Hinter dem Versuch des CSU-Pressesprechers, bei einem Sender zu intervenieren, stehe "ein feudales autoritäres Verständnis von Pressefreiheit", meint Michael Spreng. Dass die Parteien in den Aufsichtsgremien der Öffentlich-Rechtlichen sitzen, lade zum "Machtmissbrauch" ein, so der Ex-Chefredakteur der "Bild am Sonntag".

Michael Spreng im Gespräch mit Christine Heuer |
    Christine Heuer: Eigentlich wollte der bayerische Ministerpräsident sich heute mit seinen Amtskollegen treffen und über die Energiewende beraten, und danach hätte Horst Seehofer dann bestimmt ein paar markige Sätze in die offenen Mikrofone formuliert. Stattdessen bleibt er jetzt doch in München, um persönlich im Landtag eingreifen zu können, wenn dort in gut einer Stunde die Affäre um den CSU-Sprecher Hans Michael Strepp debattiert wird. Der hatte am Wochenende beim ZDF angerufen, und zwar, um einen Bericht über die Kür des SPD-Spitzenkandidaten für die nächste Landtagswahl zu verhindern, sagt jedenfalls das ZDF. Der ARD soll Strepp übrigens eine SMS gleichen Inhalts geschickt haben. – Interessanter Vorgang, der seit gestern die Gemüter erhitzt.
    Für einen bayerischen Ministerpräsidenten hat der Journalist Michael Spreng einmal den Wahlkampf geleitet, damals, als Edmund Stoiber Kanzler werden wollte. Jetzt ist er bei uns am Telefon. Guten Tag, Herr Spreng.

    Michael Spreng: Guten Tag, Frau Heuer.

    Heuer: Eigentlich hatte ich Sie eingangs fragen wollen, wie viel Zeit Sie Hans Michael Strepp noch als CSU-Sprecher geben, Herr Spreng, aber gerade erreichen uns Eilmeldungen: Herr Spreng ist zurückgetreten.

    Spreng: Ich nicht! Nein, ich trete nicht zurück.

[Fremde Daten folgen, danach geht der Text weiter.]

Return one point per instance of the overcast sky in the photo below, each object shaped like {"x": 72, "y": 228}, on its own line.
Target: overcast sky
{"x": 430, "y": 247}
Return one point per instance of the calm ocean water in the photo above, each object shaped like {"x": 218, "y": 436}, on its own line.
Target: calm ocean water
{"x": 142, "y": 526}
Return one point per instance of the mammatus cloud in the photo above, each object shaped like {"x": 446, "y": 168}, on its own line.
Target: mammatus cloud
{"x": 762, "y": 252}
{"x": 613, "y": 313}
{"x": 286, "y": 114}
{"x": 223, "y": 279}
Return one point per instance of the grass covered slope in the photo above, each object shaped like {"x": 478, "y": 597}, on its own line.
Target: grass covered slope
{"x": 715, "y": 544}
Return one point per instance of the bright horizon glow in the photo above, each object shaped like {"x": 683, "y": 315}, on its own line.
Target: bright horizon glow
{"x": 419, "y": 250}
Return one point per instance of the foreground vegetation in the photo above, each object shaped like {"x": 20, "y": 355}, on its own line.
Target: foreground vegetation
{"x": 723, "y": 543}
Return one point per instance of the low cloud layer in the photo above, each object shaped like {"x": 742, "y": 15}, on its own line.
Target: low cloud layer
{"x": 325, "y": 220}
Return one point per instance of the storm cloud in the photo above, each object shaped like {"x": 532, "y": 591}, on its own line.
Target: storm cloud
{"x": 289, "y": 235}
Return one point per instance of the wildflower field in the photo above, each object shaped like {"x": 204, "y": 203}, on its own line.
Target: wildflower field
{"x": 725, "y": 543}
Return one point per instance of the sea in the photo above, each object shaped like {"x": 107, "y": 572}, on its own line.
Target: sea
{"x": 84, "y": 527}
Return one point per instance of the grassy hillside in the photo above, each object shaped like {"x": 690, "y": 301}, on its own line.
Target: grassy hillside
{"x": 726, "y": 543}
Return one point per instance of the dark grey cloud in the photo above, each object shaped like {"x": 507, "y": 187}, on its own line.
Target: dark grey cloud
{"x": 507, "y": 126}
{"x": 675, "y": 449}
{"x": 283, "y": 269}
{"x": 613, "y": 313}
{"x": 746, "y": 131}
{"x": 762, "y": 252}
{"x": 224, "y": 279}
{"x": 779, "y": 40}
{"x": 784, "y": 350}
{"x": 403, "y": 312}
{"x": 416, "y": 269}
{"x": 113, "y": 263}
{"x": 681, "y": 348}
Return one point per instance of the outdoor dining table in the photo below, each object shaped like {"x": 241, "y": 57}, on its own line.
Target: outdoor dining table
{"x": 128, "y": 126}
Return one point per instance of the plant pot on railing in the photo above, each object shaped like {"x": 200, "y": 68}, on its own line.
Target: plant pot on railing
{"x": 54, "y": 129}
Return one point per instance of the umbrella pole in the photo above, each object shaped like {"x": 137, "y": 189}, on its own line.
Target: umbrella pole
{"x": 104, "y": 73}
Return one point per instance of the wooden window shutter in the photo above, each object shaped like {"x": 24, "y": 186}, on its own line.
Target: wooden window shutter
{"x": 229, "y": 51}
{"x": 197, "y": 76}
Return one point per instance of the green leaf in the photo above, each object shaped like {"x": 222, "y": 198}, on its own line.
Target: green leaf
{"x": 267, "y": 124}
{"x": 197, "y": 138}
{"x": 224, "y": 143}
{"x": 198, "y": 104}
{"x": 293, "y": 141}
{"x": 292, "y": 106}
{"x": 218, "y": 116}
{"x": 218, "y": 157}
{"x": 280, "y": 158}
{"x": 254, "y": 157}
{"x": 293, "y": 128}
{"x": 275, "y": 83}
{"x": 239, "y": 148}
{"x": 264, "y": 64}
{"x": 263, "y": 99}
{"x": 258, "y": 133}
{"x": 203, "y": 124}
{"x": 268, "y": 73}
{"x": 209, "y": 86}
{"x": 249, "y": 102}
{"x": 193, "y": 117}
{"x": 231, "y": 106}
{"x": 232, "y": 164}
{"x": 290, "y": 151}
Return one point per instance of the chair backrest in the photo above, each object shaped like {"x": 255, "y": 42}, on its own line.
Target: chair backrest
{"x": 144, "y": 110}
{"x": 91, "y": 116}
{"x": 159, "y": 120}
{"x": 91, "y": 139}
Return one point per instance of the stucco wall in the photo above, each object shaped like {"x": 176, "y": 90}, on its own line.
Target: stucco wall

Herr Strepp.

    Heuer: Herr Strepp! Die Namen sind wirklich wahnsinnig ähnlich.

    Spreng: Ja.

    Heuer: Also Herr Strepp ist zurückgetreten. Ich frage Sie, Herr Spreng: Hatte er eine Wahl?

    Spreng: Nein. Er hätte eigentlich gestern schon zurücktreten müssen. Jetzt kommt es gerade noch rechtzeitig. Aber damit ist ja die Affäre nicht beendet. Man will ja wissen, was steckt dahinter: Hatte er eigenmächtig gehandelt, in einer Art vorauseilendem Gehorsam, oder hatte er den Auftrag dazu' Wenn er den Auftrag gehabt hätte, wäre es ein wirklicher Skandal.

    Heuer: Was vermuten Sie?

    Spreng: Ich habe keine Vermutung, weil ich kein Wissen habe. Aber er ist einer der engsten Vertrauten von Herrn Seehofer und Herrn Dobrindt und zumindest ist die Frage erlaubt, ob er von irgendjemand die Weisung gehabt hat, ruf doch mal beim ZDF an, ob die im Ernst über den Ude berichten wollen.

    Heuer: Kann es denn wirklich sein, dass ein CSU-Sprecher, gelenkt oder nicht, die Berichterstattung über einen SPD-Parteitag zu verhindern versucht? Ist das nicht viel zu grob, um der Wahrheit entsprechen zu können?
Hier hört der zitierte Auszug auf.